WASHINGTON Citigroup economist Nathan Sheets will start working next week as a counselor to U.S. Treasury Secretary Jack Lew, an official at the Treasury Department told Reuters on Monday.
Reuters reported on Friday that the Obama administration was considering nominating Sheets to be the Treasury's top official for international affairs, a post that has been vacant since November.
Sheets' new job as counselor would give him a position at the Treasury from which to advise Lew until he is nominated and confirmed by the Senate.
Counselor posts are sometimes used for this sort of holding pattern. For example, the administration's nominee for assistant secretary for economic policy, Karen Dynan, is currently a counselor to Lew.
The Treasury official had no comment on Sheets' nomination prospects.
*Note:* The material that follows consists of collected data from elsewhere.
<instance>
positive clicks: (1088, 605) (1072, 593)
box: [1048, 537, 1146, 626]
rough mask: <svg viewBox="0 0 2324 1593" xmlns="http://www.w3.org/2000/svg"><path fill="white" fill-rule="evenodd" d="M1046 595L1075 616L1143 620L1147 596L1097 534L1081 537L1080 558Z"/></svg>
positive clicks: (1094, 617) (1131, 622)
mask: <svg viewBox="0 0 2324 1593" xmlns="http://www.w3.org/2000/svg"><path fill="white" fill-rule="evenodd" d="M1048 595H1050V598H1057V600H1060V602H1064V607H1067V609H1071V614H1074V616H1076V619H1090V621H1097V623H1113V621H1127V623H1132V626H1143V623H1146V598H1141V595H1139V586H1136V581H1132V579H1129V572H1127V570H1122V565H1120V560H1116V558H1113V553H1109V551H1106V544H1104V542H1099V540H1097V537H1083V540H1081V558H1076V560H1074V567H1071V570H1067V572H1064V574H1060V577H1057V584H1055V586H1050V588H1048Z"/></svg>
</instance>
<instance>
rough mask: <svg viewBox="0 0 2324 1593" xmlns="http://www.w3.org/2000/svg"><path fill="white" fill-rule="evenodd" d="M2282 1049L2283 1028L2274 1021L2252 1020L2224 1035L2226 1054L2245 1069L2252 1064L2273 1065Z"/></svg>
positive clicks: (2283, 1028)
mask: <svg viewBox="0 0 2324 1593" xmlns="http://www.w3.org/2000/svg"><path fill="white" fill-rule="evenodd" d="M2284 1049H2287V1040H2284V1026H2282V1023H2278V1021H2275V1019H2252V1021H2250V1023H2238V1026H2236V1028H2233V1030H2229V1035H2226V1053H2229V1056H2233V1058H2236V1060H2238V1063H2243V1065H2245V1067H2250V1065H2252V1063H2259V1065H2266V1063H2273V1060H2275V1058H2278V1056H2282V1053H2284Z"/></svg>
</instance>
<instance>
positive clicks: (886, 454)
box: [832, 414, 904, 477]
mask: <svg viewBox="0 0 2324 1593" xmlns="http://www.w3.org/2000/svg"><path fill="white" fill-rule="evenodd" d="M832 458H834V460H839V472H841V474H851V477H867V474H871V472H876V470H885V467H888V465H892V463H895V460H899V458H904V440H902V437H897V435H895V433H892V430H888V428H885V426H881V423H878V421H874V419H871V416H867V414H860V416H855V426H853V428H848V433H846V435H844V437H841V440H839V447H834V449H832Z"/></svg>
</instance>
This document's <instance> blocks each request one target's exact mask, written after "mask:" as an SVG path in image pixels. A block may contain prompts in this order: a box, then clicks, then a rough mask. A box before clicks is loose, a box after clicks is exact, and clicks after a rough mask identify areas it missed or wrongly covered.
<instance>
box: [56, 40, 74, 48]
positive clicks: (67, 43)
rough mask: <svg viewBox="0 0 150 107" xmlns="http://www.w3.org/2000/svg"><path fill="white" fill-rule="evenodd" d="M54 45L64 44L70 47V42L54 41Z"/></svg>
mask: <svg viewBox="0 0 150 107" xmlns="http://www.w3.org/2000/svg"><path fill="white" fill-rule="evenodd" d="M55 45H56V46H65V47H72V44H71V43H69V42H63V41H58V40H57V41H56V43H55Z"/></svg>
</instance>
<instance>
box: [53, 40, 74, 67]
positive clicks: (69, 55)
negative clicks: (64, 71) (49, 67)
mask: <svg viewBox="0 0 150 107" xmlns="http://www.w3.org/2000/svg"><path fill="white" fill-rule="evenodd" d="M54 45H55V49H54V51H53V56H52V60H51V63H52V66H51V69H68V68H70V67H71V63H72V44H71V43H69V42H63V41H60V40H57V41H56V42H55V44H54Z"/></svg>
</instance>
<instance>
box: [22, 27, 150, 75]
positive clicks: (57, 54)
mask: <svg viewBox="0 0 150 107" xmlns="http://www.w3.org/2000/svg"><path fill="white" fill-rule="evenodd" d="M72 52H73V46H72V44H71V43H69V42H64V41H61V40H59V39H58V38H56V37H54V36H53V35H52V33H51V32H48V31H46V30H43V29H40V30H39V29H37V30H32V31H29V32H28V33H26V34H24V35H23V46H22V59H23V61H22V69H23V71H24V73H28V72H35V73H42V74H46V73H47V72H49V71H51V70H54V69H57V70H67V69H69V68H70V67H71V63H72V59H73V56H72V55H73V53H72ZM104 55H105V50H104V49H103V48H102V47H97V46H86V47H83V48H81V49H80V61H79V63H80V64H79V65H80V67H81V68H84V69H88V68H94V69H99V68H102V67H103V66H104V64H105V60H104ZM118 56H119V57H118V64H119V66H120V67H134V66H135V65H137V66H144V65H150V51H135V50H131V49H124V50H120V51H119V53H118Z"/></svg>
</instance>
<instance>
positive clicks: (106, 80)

If nominated and confirmed, Sheets would be a key figure in U.S. financial and economic diplomacy and would help lead international discussions on the global economy.
This would include pressing Washington's view that China should let its currency appreciate more quickly and that Europe should act more decisively to boost economic growth.
As the Treasury's undersecretary for international affairs, Sheets would have to field questions from emerging market nations whose markets are reeling from a dramatic reversal of money flows tied partly to the U.S. Federal Reserve's decision to curtail its economic stimulus.
He would also get an earful from developing countries frustrated by U.S. intransigence in following through on a promise to give emerging economies a bigger say at the International Monetary Fund.
The Treasury post was previously occupied by Lael Brainard, who stepped down last year and was nominated by President Barack Obama earlier this month to serve on the Fed's board of governors.
Sheets has been the global head of international economics at Citi in New York since 2011. Prior to joining Citi, which is one of the world's largest banking conglomerates, Sheets spent much of his career as an economist at the Fed. At one point he was an adviser to former Fed Chairman Ben Bernanke on international economics.